Using their projection and lighting technology, Nightscape can transform a room into anywhere in the world.
"Our Italian villa dining experience is a five-course meal where we have this giant castle that we built. We're going to take you to different rooms inside of it and every room will have a different course. And then, of course, it's the objections moving but we also have the spatial audio we've actually created our own score and environmental sounds that are throughout the space," explained Weinberg. "So you really feel like you're moving within that castle while you're having this elegant, you know, elevated multi-course dining experience."
Other concepts include taking visitors to Tokyo for the city lights, to a garden to smell the cherry blossoms, under the sea to see a stingray up close, or to a gym or course for a sporting event.
"You're actually in this environment, this amazing arena that we built the March Madness, this golf course we've built to the Masters, and then you're watching the game in, you know, giant screens with incredible audio in a really comfortable environment for people to be able to watch it in a way that they really haven't been able to," Weinberg said.
"We're basically creating putting you in a real-life video game. We're developing these real-world experiences that we can control every aspect of it," explained Weinberg. "This isn't just a loop. It's not just simply a video that you're watching. That's playing over and over again, you're in a living breathing space that we can actually move around in. And it's truly, you know, wasn't what I set out to do. I've set out to create really cool experiences for people to socialize and interact. And what we sort of accidentally did was end up pioneering where technology in terms of digital and physical where it's going, which is really, really exciting."

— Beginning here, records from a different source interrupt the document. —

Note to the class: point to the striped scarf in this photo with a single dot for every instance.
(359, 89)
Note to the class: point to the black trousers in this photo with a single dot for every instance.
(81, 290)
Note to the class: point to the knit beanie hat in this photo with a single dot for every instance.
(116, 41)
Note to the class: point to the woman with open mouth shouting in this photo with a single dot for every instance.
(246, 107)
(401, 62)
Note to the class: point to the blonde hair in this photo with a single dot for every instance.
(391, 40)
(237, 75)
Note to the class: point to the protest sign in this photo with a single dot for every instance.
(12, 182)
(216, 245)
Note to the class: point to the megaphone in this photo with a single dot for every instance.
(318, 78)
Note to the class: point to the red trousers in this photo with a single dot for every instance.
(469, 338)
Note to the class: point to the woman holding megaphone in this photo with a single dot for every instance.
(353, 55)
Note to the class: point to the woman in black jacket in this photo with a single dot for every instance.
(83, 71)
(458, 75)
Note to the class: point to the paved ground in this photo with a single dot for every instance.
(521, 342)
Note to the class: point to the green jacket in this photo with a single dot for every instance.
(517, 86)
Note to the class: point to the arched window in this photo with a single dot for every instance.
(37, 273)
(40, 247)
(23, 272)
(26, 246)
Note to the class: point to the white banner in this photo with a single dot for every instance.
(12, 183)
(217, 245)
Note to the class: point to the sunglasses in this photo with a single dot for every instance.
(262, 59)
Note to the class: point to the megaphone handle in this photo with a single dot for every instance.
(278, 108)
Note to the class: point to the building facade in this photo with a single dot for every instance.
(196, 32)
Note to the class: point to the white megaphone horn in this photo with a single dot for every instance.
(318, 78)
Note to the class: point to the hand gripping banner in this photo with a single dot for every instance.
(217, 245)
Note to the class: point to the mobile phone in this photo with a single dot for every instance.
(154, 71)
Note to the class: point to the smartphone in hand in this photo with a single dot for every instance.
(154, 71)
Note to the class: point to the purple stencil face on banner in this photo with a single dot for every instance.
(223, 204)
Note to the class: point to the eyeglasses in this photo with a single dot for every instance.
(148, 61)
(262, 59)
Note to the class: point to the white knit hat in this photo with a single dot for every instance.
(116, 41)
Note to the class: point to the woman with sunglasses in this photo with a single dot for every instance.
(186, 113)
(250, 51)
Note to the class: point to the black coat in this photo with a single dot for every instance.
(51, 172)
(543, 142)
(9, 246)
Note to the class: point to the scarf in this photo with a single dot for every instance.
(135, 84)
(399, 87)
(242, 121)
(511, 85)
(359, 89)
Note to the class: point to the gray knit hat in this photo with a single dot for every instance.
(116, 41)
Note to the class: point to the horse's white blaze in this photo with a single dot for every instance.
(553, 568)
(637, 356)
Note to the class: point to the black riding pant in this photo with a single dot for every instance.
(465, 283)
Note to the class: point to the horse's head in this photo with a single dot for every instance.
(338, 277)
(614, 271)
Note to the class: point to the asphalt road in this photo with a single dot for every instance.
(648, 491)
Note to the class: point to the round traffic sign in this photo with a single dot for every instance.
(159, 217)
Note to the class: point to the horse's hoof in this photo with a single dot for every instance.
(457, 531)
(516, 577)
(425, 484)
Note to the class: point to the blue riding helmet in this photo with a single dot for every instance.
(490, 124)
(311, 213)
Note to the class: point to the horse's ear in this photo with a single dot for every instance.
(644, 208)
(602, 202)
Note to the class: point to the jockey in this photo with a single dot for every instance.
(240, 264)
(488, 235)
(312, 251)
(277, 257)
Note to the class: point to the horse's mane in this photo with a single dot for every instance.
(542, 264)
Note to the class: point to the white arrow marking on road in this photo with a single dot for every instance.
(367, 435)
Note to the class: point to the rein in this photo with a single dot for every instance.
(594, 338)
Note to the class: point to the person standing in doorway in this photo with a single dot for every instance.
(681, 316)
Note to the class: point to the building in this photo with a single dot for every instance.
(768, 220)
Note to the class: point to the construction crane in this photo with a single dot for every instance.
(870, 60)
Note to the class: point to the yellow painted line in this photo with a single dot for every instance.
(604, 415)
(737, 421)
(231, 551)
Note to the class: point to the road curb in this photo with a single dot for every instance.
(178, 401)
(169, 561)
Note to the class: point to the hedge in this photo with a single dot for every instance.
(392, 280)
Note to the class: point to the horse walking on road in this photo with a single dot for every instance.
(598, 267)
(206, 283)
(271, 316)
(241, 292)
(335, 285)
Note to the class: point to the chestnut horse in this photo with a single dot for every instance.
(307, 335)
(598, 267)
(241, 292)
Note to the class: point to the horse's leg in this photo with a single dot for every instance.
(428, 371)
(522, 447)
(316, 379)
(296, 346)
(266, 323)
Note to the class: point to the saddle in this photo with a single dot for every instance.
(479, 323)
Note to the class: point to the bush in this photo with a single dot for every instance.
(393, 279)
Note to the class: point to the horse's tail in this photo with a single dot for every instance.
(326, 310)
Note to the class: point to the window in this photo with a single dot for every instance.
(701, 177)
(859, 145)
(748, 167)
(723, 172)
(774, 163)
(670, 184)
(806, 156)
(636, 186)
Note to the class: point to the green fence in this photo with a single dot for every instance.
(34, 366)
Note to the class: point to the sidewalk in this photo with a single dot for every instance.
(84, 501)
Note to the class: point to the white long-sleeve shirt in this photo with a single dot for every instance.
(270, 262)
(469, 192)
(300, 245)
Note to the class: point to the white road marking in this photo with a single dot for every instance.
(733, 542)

Nightscape was developed over the course of several years but the pandemic gave the concept the extra push to launch.
"And I think that that's important, but there's nothing like seeing and being around people. I think we learned too, in the last couple years, that looking at a screen, you know, it gets tiring and there's something about that human connection, that feeling that you can't explain that you only get when you're in person with other people," Weinberg.
"This is going to hopefully change people's perceptions of what to expect when they go into a space and what can be done," said Weinberg."I just feel so happy that we get to give people an opportunity to experience something that they haven't before."
Nightscape opens to the public in April with its first offering, a Masters Golf Tournament 19th Hole experience for watching the tournament. Tickets for that offering and future ones are found on its website.